Devan masih terkejut serasa tak percaya jika Nadia telah datang ke kos nya. Ia masih menunjuk Nadia dan menatapnya sambil membuka mulutnya. Nadia memukul lembut wajah Devan.

PLAAKK

"Apaan sih van, kamu kaya abis ngelihat hantu aja", kata Nadia.

"Ma.. ma.. ma.. masuk Nad", kata Devan dengan bicara nya yang gelagapan.

Devan membawa Nadia ke ruang tamunya. Ia mengatakan bahwa hari ini Ia mengunjungi rumah Tama untuk memberi kejutan pada Tama. Tetapi sayangnya Tama sudah pindah rumah dan Tama tidak bercerita tentang kepindahannya pada Nadia. Nadia bertanya kepada Devan apakah Devan tahu dimana Villa tempat Tama bekerja, karena Nadia ingin mengunjunginya. Bahkan Nadia bersedia untuk menyewa Villa nya.

"Duh, setau aku sih Villa itu nggak disewain Nad, cuma Tama kerja di situ sebagai pengurus Villa. Udah gitu bos nya juga galak", kata Devan.

Nadia merasa prihatin setelah tau bahwa bos nya Tama galak. Ia berpikir bahwa seharusnya Tama bisa mencari pekerjaan yang lebih baik.

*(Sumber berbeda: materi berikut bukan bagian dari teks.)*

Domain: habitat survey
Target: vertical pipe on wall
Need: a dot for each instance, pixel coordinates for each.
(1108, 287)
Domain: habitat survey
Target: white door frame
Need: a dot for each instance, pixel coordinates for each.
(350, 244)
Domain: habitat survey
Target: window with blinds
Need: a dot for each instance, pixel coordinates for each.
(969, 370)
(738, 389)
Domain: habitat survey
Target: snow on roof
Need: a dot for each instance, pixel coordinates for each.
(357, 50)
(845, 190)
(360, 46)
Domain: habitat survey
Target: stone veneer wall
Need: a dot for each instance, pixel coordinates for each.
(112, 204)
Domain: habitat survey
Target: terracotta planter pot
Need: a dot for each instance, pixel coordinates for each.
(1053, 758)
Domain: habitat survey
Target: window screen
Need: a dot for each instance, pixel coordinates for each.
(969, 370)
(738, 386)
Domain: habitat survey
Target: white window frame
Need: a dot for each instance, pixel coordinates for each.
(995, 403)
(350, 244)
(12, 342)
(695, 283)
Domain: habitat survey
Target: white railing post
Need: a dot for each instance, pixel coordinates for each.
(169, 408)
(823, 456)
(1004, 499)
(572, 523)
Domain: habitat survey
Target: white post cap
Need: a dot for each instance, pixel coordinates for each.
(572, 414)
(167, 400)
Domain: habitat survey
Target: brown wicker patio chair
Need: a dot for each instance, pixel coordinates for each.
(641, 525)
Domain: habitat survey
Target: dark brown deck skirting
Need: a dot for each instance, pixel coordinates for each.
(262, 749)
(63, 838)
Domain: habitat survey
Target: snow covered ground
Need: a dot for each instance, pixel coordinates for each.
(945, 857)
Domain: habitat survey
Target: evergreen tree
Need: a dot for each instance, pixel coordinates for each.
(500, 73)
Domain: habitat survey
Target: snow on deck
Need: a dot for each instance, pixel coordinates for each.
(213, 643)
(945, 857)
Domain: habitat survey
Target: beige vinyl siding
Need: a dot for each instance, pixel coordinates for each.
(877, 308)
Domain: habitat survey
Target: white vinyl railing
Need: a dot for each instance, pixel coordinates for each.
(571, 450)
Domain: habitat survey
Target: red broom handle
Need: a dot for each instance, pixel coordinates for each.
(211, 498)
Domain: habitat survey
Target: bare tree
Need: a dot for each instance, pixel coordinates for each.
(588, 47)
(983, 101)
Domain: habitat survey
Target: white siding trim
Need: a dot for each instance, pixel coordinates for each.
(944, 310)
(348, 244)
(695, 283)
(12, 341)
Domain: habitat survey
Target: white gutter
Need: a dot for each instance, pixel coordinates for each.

"Terus kamu ada nomor Tama gak?", tanya Nadia.

"Nggak ada nad, tapi aku ada nomor telepon bos nya, coba ku telepon ya"

"Iya van, tolong bantu aku ya"

"Ia, sebentar ya nad"

Devan pergi ke kamarnya untuk menelpon Kirana. Di dalam hati Nadia, ia bertanya - tanya mengapa Devan harus pergi ke kamar, padahal menelpon di hadapannya pun Nadia tidak keberatan.

"Ah, punya temen nyusahin amat ya si Tama, nggak masih hidup, sampe mati pun dia masih menyusahkan ku", kata Devan.

Setelah mencoba menghubungi beberapa kali, nomor Kirana masih tidak aktif, akhirnya Devan pun kembali menemui Nadia dan mengatakan bahwa bos nya Tama tidak dapat dihubungi. Nadia sedikit merasa kecewa.

"Oh ya, tadi kata tetangga Tama, keluarga Tama pindah untuk menenangkan diri karena ada yang meninggal, memangnya siapa van yang meninggal", tanya Nadia.

Devan menjadi gugup, bibirnya seolah bergetar. Ia tidak tau bagaimana seharusnya ia menjawab pertanyaan Nadia. Tetapi Devan menyadari bahwa ia tidak berhak memberitahu Nadia bahwa Tama sudah meninggal karena Tama yang seharusnya mengatakannya lebih dahulu kepada Nadia.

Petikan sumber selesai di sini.